Как контролировать работу AI агентов

You’re building AI agents? Great. You’re also probably building a ticking time bomb. Most of you have no fucking clue how to control what these things actually *do*.

This isn’t for the academic purists or the ‘everything must be formally verified’ crowd. They’ll hate this. This is for the builders, the engineers, the people actually shipping AI products who need *real* control, not just theoretical bullshit.

You’re letting these agents run around with full access, making decisions, hitting APIs, changing files. “Oh, it’s fine, I trust my prompt!” LOL. That’s not control, that’s wishful thinking. It’s a recipe for disaster, data breaches, and ‘oops, my agent just wiped the production database’ moments. You’re treating them like black boxes, hoping for the best. That’s not engineering; that’s gambling with your business.

Here’s the cold, hard truth: controlling an AI agent is harder than controlling some random script in your prod environment. If you’re not thinking like a security architect, you’re already fucked. The fundamental mistake? You’re blurring the lines between *what* an agent is told to do and *how* it actually does it. Big mistake. Huge.

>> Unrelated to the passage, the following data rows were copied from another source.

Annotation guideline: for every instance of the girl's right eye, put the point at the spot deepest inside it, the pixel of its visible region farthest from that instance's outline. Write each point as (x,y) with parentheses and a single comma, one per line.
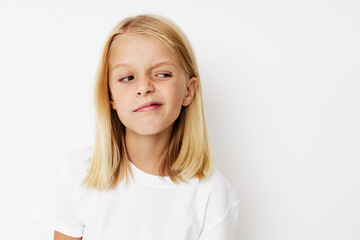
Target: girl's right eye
(126,79)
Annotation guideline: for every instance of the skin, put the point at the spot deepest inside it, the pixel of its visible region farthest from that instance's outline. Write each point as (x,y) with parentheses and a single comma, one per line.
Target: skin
(135,78)
(144,80)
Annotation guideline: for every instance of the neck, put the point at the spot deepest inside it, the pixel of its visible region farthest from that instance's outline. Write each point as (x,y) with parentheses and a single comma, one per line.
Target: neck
(145,151)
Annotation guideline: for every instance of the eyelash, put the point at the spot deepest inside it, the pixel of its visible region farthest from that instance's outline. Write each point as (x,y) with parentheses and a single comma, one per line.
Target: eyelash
(166,75)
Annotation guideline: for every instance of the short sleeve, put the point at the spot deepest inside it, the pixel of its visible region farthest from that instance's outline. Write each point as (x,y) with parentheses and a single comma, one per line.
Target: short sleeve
(225,227)
(56,208)
(222,211)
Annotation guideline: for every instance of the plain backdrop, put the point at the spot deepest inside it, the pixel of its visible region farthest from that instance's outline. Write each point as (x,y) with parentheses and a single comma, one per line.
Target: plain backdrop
(281,94)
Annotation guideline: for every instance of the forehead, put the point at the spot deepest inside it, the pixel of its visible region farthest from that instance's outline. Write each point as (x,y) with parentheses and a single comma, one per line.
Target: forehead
(139,49)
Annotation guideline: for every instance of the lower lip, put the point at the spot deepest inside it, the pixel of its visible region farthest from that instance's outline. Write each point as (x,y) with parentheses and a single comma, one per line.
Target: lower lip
(149,108)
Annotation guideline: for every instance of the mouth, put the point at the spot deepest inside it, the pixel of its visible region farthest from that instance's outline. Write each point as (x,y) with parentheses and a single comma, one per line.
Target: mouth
(151,106)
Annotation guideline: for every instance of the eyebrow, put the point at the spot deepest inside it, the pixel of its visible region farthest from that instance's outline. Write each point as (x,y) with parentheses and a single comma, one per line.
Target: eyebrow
(156,64)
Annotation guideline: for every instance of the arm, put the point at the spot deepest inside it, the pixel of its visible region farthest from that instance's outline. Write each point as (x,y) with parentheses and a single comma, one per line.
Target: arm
(60,236)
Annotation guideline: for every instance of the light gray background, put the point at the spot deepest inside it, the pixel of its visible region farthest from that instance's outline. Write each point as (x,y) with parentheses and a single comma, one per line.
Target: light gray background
(281,94)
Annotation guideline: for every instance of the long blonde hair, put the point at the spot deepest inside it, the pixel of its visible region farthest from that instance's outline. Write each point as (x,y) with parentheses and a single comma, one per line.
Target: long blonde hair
(188,153)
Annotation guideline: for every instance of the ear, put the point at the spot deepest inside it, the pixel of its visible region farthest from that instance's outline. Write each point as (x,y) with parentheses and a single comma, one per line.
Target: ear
(190,91)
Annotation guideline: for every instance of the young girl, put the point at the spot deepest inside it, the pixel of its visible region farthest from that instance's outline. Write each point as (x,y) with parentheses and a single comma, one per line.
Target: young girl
(149,124)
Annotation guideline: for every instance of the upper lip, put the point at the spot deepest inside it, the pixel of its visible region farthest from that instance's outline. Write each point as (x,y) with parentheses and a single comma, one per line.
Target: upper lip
(148,104)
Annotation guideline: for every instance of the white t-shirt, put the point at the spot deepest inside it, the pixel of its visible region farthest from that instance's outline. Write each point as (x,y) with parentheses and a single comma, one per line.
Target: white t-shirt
(148,208)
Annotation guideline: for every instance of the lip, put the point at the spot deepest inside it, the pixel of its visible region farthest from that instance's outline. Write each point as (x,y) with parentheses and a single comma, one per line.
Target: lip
(147,106)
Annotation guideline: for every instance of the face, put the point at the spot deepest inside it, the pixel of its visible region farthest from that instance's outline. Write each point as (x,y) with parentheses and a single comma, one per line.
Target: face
(143,70)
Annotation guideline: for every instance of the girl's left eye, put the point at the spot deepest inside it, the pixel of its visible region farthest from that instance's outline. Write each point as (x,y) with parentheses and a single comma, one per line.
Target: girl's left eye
(164,75)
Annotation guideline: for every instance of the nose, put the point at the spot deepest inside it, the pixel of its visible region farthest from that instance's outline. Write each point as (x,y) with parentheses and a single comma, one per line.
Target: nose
(144,86)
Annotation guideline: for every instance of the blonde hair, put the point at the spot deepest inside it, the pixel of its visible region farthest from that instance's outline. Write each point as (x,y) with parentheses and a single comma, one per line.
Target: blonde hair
(188,153)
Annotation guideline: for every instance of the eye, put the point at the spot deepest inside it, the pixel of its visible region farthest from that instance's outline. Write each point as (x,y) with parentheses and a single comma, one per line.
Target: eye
(126,79)
(164,75)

The only sane way to manage this chaos? Separate task definition from execution. Period.

Think of your project as a ‘shared state’ – everything agents touch, everything they need, lives here. Text files, code, whatever. For databases, it’s trickier, but the principle holds.

Layer 1: Local Agents.
Put your whole damn project under Git. Seriously. If you haven’t, stop reading and do it now.
Every change, every file modification by an agent? Git diff. Instant transparency.
Want to know what your agents did all day? Ask another agent (or Claude) to summarize the diffs.
Want an extra layer of sanity? Build a ‘watchdog’ agent. Give it rules: ‘don’t do X, don’t touch Y.’ Let it monitor diffs and scream if something’s off.
Real auto-tests? Even better. But Git is your baseline.

Layer 2: External Agents (the ones hitting the real world).
This is where shit gets real. No perfect solution, but here’s the practical approach:
Split the task. One skill defines the task, another executes it.
Example: ‘Issue invoice X to Y.’
Skill 1: Creates a simple markdown file in an ‘inputs/’ directory. Details: who, what, amount. Commits to Git. NO real-world operations. No credentials.
Skill 2: Picks up that file from ‘inputs/’. Executes the actual operation (e.g., calls the bank API). Dumps result in ‘outputs/’. Commits to Git.
Crucially: Skill 2 sees ONLY that one file. No other project context. No sensitive info. It’s a dumb, focused executor.
Physically separate them. Different projects, different Linux users, whatever it takes. Skill 2 gets only the minimal credentials it needs for *that specific task*.

What does this give you? Transactional integrity. Atomic operations. Clear separation of concerns.
Did Skill 1 fail? No input file.
Did Skill 2 fail? Input file exists, no output file.
Success? Input and output files exist. Ask an agent to compare and verify.
At the end of the day, you have a full, auditable trail in Git. Transparent as hell. No more ‘magic’ agent actions.

Opacity is the enemy of any AI architect. Stop building black boxes. Make every step atomic, log it outside the agent (in Git), and you’ll actually sleep at night. This isn’t just good practice; it’s your unfair advantage against the chaos merchants.